Erst nach einer Weile begriff er, dass sich die einzige Fackel, die es hier gegeben hatte, in Abdurezaks Händen befand. So alt und gebrechlich der Älteste auch wirkte, so kräftig schritten er und sein nicht minder alter Bruder jetzt aus. Vielleicht kam es Lexz aber auch nur so vor, weil sie und die anderen bereits einen ganz schönen Vorsprung hatten und er sich mehr Zeit ließ, als gut war - und damit nicht nur sich, sondern auch die Raubkatze ausbremste, die ohne ihn gewiss schon längst zu den anderen aufgeschlossen hätte.
Sein Wunsch, diese unerträgliche Enge möglichst bald hinter sich lassen zu können, erfüllte sich leider nicht, ganz im Gegenteil. Es schien endlos so weiterzugehen, mal ein bisschen nach oben, dann wieder abwärts, mal mit einem leichten Knick nach rechts, öfter aber mit einem kräftigen Ruck in die entgegengesetzte Richtung. Ab und zu wand sich der Gang sogar wie eine Schlange, die sich durch einen Steingarten hindurchschlängeln musste.
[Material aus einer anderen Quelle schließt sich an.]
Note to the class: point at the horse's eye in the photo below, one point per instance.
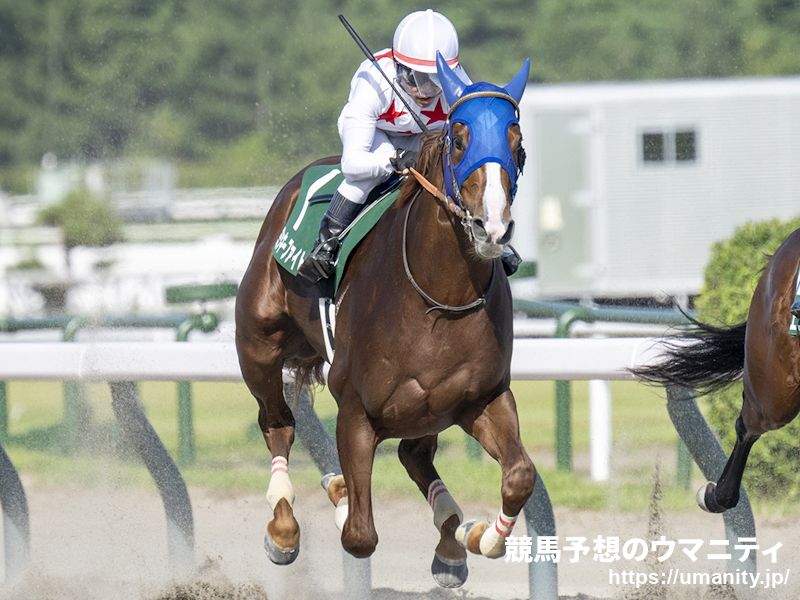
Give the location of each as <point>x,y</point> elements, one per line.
<point>521,158</point>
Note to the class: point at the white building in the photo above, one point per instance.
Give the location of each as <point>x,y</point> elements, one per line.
<point>628,184</point>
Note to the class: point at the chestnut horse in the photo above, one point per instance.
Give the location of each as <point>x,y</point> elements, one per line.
<point>423,335</point>
<point>761,351</point>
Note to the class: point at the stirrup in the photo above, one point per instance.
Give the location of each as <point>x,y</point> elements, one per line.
<point>314,267</point>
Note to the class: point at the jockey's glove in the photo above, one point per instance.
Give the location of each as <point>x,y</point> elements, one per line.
<point>403,159</point>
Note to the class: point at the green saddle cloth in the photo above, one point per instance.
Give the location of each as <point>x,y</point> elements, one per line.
<point>299,235</point>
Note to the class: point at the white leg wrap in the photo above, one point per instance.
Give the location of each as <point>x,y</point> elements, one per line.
<point>340,513</point>
<point>442,503</point>
<point>279,484</point>
<point>493,540</point>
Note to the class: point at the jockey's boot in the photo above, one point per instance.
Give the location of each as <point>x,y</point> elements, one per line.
<point>511,260</point>
<point>321,264</point>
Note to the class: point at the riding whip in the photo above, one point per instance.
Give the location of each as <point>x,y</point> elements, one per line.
<point>372,59</point>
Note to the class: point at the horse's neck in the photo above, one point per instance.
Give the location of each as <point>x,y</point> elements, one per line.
<point>440,255</point>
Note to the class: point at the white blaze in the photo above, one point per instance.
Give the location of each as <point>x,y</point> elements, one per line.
<point>494,202</point>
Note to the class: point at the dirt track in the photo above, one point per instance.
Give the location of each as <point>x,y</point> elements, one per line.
<point>106,543</point>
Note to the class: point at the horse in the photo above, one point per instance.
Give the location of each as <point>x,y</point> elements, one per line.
<point>423,334</point>
<point>760,350</point>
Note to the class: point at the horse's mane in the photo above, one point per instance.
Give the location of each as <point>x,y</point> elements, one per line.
<point>429,156</point>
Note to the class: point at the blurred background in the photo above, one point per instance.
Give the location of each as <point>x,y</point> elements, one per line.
<point>133,129</point>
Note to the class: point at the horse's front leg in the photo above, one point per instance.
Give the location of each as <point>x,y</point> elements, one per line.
<point>262,372</point>
<point>449,567</point>
<point>496,427</point>
<point>357,440</point>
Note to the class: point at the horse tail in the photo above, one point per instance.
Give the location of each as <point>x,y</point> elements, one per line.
<point>711,361</point>
<point>307,374</point>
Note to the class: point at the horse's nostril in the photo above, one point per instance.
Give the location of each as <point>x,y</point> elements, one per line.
<point>479,231</point>
<point>507,235</point>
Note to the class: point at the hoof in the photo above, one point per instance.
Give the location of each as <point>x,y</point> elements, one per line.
<point>279,556</point>
<point>469,534</point>
<point>449,573</point>
<point>706,499</point>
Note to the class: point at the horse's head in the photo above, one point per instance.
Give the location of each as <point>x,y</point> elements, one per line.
<point>483,154</point>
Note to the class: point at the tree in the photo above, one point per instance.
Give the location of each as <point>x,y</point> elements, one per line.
<point>84,219</point>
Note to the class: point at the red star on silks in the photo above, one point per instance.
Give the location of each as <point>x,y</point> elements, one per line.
<point>437,114</point>
<point>391,114</point>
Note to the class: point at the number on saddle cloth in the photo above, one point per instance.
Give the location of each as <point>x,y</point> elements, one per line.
<point>299,235</point>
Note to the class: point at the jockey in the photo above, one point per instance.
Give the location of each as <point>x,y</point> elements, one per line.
<point>379,136</point>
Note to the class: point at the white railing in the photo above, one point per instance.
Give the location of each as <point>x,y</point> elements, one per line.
<point>534,359</point>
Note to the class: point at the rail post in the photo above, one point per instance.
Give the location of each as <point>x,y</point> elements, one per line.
<point>3,413</point>
<point>16,522</point>
<point>203,321</point>
<point>76,409</point>
<point>186,449</point>
<point>564,400</point>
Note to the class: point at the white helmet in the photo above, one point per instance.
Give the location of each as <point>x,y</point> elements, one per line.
<point>420,35</point>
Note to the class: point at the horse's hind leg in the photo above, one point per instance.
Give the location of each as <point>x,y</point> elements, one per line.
<point>449,567</point>
<point>357,441</point>
<point>496,427</point>
<point>719,497</point>
<point>262,371</point>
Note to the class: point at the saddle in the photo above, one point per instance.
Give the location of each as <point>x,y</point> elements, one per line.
<point>299,235</point>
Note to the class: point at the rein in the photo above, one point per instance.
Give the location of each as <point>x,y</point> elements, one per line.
<point>435,305</point>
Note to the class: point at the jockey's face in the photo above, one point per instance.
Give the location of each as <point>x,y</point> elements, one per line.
<point>422,87</point>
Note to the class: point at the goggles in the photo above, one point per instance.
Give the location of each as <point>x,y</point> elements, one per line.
<point>425,85</point>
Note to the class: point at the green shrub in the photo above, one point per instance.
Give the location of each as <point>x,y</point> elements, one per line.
<point>730,278</point>
<point>84,219</point>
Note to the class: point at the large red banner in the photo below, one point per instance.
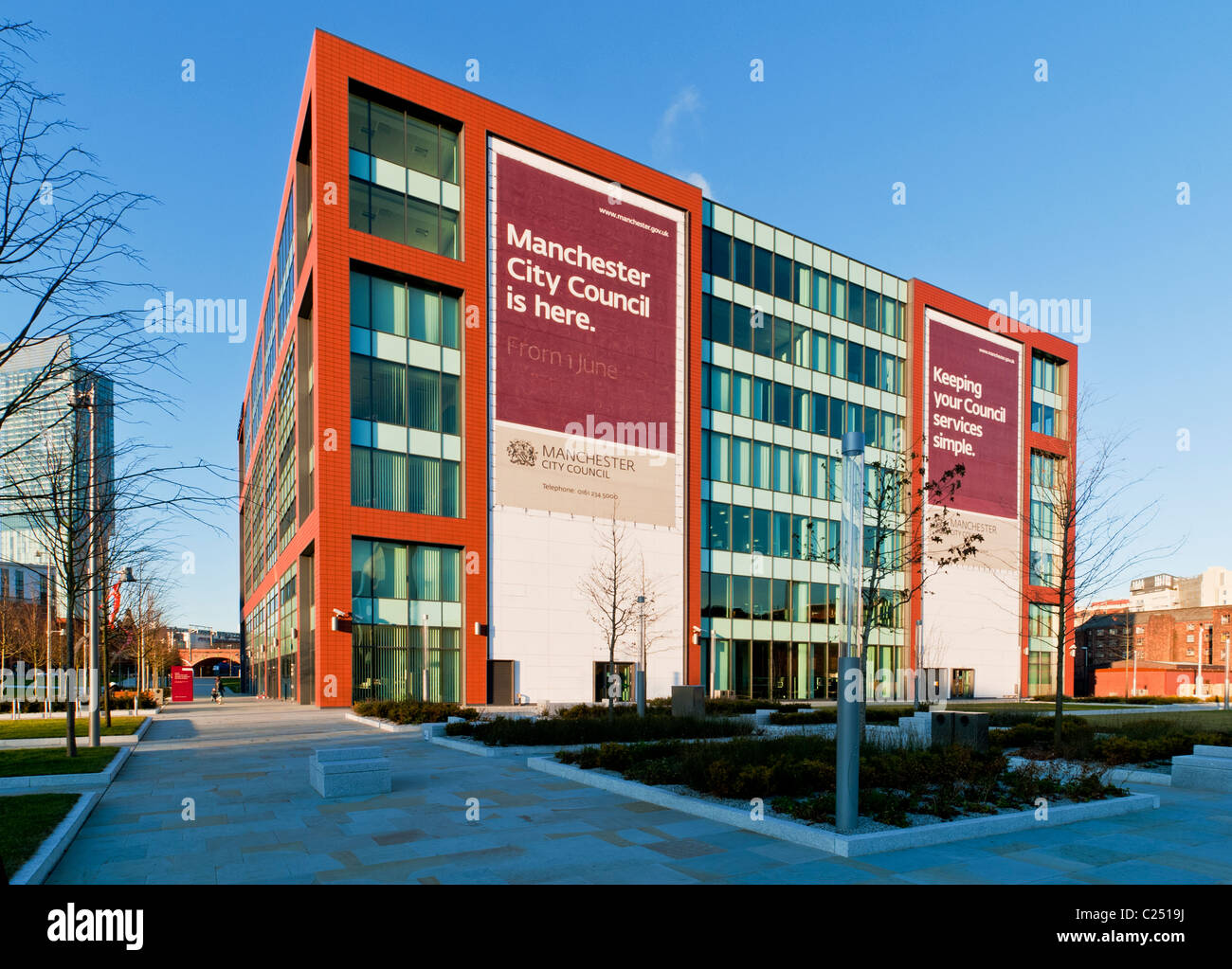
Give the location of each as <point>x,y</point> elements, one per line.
<point>587,308</point>
<point>972,417</point>
<point>181,685</point>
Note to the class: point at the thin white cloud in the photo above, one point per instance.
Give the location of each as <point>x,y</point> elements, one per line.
<point>686,103</point>
<point>697,177</point>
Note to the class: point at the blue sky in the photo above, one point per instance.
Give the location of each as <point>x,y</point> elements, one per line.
<point>1064,188</point>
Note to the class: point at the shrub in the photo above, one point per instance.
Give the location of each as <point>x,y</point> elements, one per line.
<point>411,710</point>
<point>567,731</point>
Immer wieder kamen sie an Abzweigungen vorbei, die in ganz andere Richtungen führten, und dann wieder passierten sie recht dünne, glatt gescheuerte Tunnel, die aussahen, als hätten sich riesige Würmer durch sie hindurchgeschlängelt.
Mit der Zeit ergriff ein unwirkliches Gefühl von ihm Besitz, das nicht schwächer werden wollte, sondern ganz im Gegenteil mit jedem Schritt noch an Stärke zunahm. Auf sich allein gestellt, hätte sich Lexz hoffnungslos verirrt, aber auch so hatte er das Gefühl für die Richtung bald vollständig verloren. So stolperten sie scheinbar endlos weiter, und er konzentrierte sich nur noch auf den Augenblick und die plötzlich gar nicht mehr so einfache Herausforderung, einen Fuß vor den anderen zu setzen, um auf dem schlüpfrigen Boden nicht das Gleichgewicht zu verlieren.
Die Luft wurde immer schlechter und stickiger - und das Atmen zunehmend zur Qual. Längst schon war der Sturm hinter ihnen erst zu einem fernen Säuseln verklungen, um dann schließlich ganz zu verstummen. Das bedeutete allerdings nicht, dass er auf der anderen Seite des Berges nicht auf sie lauern konnte, um dann dort an der Schmiede, von der Zakaan gesprochen hatte, mit vernichtender Wucht über sie herzufallen.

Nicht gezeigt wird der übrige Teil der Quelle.